The EU also imported US$14mn of Myanmar timber between February and October last year, according to Forest Trends’ analysis. Countries with no sanctions against MTE, such as China, India, Thailand and Australia, imported around US$139mn during the same period, Forest Trends says.

In an email to GTR, Forest Trends’ Art Blundell cautions that while the group’s figures rely on reported trade volumes, the actual levels of trade are likely much higher due to illicit activity such as smuggling and mis-invoicing, which can be difficult to detect.

“The US should up its sanctions regime to include the Myanmar Foreign Trade Bank,” the group says. “Given that the junta collects timber payments in [US dollars], including [the bank] would help overcome leakage to non-sanctioned markets by making it a violation to facilitate this trade with any country.”

Freezing deposits linked to the Foreign Trade Bank and other state-owned financial institutions could choke some US$2bn of cash from flowing to the junta, according to an April 2021 paper by the group Independent Economists for Myanmar.

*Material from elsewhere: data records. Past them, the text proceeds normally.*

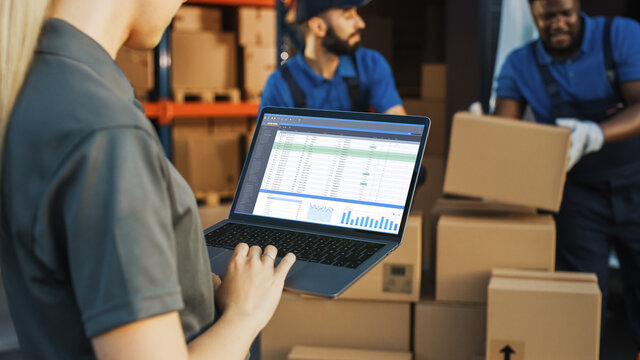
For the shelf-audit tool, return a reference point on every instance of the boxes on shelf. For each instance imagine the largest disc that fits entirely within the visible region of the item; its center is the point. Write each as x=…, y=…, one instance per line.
x=433, y=84
x=513, y=162
x=543, y=315
x=396, y=277
x=468, y=247
x=257, y=26
x=449, y=331
x=197, y=18
x=259, y=63
x=327, y=353
x=209, y=163
x=312, y=321
x=203, y=63
x=436, y=111
x=138, y=66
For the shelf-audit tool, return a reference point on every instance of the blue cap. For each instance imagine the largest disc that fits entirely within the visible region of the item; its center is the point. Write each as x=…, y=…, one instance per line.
x=310, y=8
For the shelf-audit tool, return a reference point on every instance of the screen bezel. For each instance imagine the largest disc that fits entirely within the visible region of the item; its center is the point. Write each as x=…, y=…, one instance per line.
x=331, y=229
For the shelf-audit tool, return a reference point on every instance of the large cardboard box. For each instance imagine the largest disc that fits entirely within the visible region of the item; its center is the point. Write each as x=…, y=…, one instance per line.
x=510, y=161
x=436, y=111
x=543, y=315
x=468, y=247
x=197, y=18
x=138, y=66
x=203, y=60
x=259, y=63
x=325, y=353
x=397, y=277
x=257, y=26
x=311, y=321
x=209, y=162
x=424, y=199
x=449, y=331
x=434, y=81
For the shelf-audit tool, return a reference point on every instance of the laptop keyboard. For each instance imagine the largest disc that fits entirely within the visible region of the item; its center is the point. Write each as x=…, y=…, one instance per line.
x=307, y=247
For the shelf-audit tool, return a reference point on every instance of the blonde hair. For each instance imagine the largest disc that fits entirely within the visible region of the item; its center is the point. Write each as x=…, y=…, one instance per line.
x=20, y=25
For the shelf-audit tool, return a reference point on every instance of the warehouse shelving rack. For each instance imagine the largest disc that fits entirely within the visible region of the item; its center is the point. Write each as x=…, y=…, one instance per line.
x=165, y=110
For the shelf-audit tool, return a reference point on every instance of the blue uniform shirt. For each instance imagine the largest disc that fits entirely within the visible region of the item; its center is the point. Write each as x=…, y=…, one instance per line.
x=580, y=78
x=377, y=87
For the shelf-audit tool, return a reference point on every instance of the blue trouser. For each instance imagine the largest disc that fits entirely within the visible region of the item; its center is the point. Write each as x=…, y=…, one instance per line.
x=591, y=223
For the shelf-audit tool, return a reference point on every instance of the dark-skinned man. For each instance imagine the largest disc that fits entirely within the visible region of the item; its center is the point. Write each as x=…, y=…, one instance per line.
x=584, y=74
x=331, y=72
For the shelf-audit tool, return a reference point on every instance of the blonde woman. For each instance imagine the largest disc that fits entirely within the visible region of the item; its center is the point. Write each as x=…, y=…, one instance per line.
x=102, y=252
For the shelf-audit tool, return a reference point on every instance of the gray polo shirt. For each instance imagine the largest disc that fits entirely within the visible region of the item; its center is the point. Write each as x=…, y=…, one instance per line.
x=99, y=229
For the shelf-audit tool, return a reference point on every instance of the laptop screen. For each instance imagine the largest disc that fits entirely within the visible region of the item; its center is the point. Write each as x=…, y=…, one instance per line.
x=332, y=171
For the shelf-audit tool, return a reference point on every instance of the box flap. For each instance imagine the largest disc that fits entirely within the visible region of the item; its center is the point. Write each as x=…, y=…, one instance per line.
x=544, y=275
x=325, y=353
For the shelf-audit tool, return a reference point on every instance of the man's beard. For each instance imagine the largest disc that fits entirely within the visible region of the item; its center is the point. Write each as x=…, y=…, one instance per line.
x=338, y=46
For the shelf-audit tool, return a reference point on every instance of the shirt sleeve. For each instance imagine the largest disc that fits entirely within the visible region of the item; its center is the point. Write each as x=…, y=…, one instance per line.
x=121, y=246
x=507, y=84
x=625, y=37
x=383, y=92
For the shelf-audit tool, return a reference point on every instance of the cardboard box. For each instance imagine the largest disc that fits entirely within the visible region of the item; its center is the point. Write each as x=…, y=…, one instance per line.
x=259, y=63
x=514, y=162
x=324, y=353
x=336, y=323
x=468, y=247
x=197, y=18
x=449, y=331
x=397, y=277
x=438, y=133
x=208, y=162
x=434, y=81
x=138, y=66
x=203, y=60
x=257, y=26
x=424, y=199
x=543, y=315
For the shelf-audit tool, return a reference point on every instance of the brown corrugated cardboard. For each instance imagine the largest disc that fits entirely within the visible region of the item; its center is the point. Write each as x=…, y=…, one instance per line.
x=439, y=130
x=538, y=315
x=208, y=162
x=336, y=323
x=259, y=63
x=424, y=200
x=514, y=162
x=197, y=18
x=257, y=26
x=397, y=277
x=203, y=60
x=137, y=65
x=449, y=331
x=468, y=247
x=325, y=353
x=434, y=81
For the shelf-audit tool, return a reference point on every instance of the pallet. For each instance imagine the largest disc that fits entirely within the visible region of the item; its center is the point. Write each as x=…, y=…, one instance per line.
x=208, y=95
x=214, y=198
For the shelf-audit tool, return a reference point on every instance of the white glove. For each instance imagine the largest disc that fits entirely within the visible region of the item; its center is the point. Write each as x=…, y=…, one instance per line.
x=476, y=108
x=586, y=137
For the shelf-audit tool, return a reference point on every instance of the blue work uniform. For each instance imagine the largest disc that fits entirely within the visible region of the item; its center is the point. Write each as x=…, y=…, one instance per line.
x=601, y=204
x=361, y=81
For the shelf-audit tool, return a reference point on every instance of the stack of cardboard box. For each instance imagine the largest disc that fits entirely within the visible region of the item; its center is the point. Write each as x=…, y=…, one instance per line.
x=203, y=56
x=257, y=36
x=432, y=103
x=521, y=165
x=374, y=314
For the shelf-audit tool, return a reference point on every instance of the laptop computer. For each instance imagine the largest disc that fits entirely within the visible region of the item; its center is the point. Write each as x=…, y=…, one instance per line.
x=334, y=188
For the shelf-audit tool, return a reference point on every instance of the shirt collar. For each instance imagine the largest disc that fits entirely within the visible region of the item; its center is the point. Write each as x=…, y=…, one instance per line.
x=587, y=42
x=63, y=39
x=345, y=69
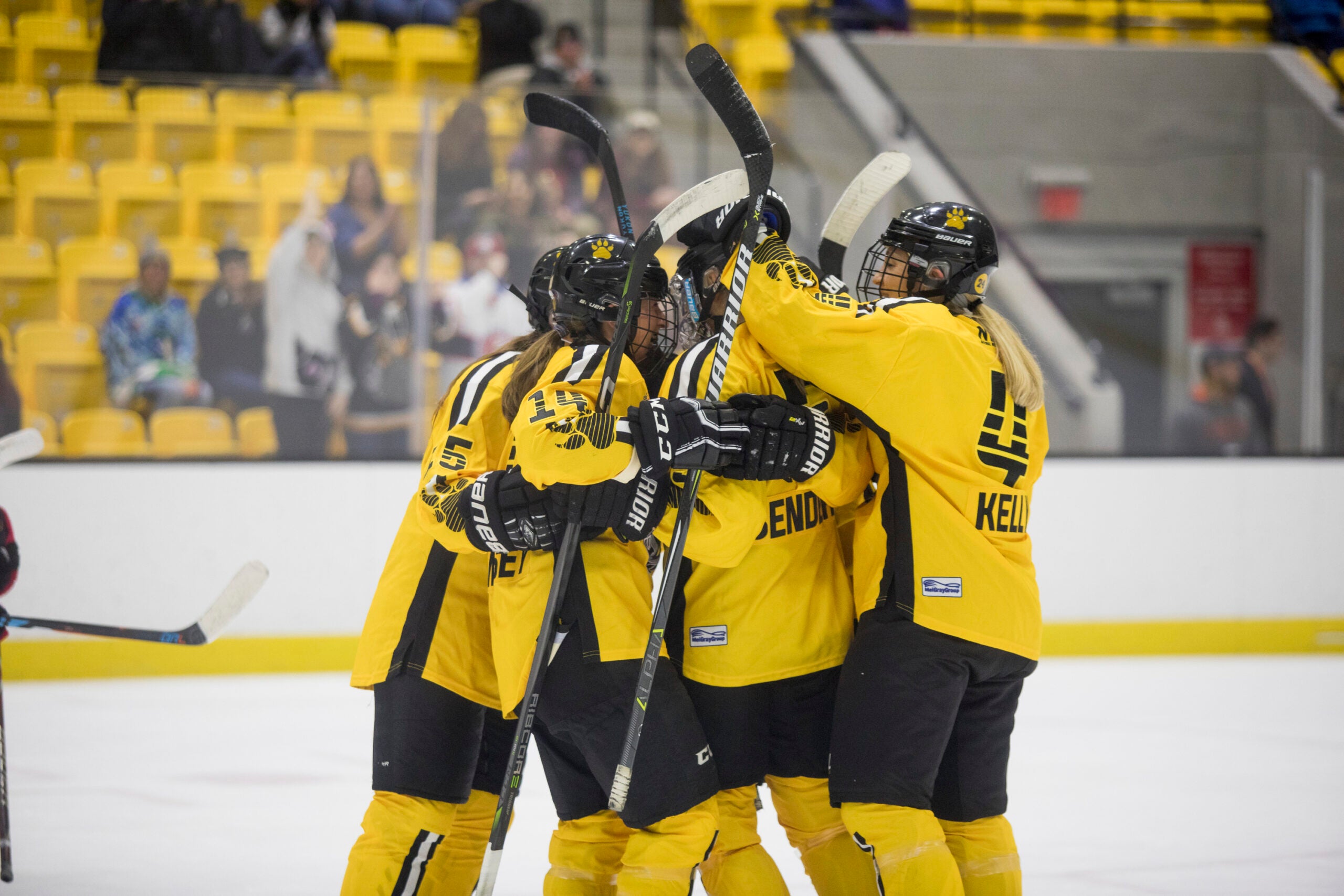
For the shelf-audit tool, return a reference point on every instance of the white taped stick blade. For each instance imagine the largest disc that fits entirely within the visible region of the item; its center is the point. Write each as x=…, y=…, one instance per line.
x=20, y=446
x=863, y=194
x=239, y=592
x=710, y=194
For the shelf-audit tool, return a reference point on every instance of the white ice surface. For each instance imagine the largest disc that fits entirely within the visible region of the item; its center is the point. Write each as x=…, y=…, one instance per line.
x=1175, y=775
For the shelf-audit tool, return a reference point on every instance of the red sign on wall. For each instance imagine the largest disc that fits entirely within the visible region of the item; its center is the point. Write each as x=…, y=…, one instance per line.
x=1222, y=291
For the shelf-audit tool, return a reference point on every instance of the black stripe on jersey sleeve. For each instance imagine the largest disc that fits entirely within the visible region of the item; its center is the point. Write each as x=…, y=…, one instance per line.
x=423, y=616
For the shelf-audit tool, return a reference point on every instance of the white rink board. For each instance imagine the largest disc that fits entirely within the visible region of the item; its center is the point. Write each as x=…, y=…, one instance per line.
x=151, y=544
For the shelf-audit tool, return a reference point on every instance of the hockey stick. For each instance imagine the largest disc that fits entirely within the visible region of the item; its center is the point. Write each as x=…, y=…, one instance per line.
x=730, y=102
x=241, y=589
x=20, y=446
x=555, y=112
x=863, y=194
x=701, y=199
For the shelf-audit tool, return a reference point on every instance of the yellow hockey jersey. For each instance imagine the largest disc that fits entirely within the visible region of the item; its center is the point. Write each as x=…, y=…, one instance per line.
x=766, y=594
x=945, y=541
x=560, y=437
x=430, y=614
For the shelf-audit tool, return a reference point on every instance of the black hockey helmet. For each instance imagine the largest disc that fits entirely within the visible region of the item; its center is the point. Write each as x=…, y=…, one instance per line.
x=952, y=250
x=586, y=292
x=709, y=239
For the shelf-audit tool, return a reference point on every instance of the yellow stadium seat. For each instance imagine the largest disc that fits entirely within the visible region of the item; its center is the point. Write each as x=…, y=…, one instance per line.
x=937, y=16
x=762, y=64
x=433, y=59
x=58, y=367
x=444, y=262
x=27, y=281
x=104, y=431
x=54, y=199
x=1242, y=22
x=94, y=124
x=6, y=202
x=332, y=128
x=362, y=57
x=92, y=272
x=257, y=431
x=193, y=431
x=194, y=268
x=282, y=190
x=999, y=16
x=397, y=127
x=175, y=125
x=6, y=51
x=139, y=199
x=26, y=124
x=53, y=49
x=255, y=127
x=45, y=424
x=219, y=202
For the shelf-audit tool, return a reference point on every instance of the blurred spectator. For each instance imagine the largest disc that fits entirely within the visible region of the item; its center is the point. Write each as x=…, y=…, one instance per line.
x=1220, y=421
x=298, y=35
x=1264, y=344
x=150, y=344
x=232, y=327
x=1316, y=25
x=646, y=171
x=306, y=374
x=466, y=176
x=365, y=225
x=508, y=29
x=478, y=313
x=570, y=70
x=145, y=35
x=377, y=339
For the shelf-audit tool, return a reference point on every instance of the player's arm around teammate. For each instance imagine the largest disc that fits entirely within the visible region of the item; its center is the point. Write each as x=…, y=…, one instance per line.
x=440, y=741
x=949, y=616
x=764, y=610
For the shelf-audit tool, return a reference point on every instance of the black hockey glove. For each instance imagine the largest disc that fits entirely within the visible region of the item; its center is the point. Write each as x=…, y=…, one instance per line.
x=788, y=441
x=632, y=510
x=685, y=433
x=506, y=512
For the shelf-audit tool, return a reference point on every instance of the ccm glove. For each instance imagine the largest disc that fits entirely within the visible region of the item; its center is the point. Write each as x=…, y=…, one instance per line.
x=686, y=433
x=506, y=512
x=632, y=510
x=788, y=441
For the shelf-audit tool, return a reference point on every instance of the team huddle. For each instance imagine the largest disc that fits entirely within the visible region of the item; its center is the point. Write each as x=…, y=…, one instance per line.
x=851, y=626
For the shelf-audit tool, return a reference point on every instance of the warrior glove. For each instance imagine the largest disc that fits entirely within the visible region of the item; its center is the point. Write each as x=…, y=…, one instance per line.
x=788, y=441
x=507, y=513
x=686, y=433
x=632, y=510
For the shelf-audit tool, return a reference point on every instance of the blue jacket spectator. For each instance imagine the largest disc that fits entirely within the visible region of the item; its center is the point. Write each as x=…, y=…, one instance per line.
x=150, y=344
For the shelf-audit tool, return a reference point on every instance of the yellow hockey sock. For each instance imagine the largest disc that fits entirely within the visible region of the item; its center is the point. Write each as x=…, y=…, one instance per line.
x=586, y=856
x=740, y=866
x=402, y=837
x=832, y=860
x=909, y=848
x=659, y=859
x=987, y=856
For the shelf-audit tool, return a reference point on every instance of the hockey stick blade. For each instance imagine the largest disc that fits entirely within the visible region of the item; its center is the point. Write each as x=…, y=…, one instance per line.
x=863, y=194
x=555, y=112
x=237, y=594
x=20, y=446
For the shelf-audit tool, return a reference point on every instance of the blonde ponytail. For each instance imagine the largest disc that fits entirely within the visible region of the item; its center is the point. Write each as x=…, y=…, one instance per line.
x=1026, y=385
x=527, y=370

Sanctions on countries including Myanmar have been criticised for deepening the humanitarian impact on the nations’ populations but failing to erode the power of authoritarian governments.

A cycle of violence in Myanmar between the military and armed resistance groups has displaced hundreds of thousands of people since the coup.

Along with economic malaise and the Covid-19 pandemic, the violence has made the country at risk of economic hardship and food insecurity, the International Rescue Committee said this week.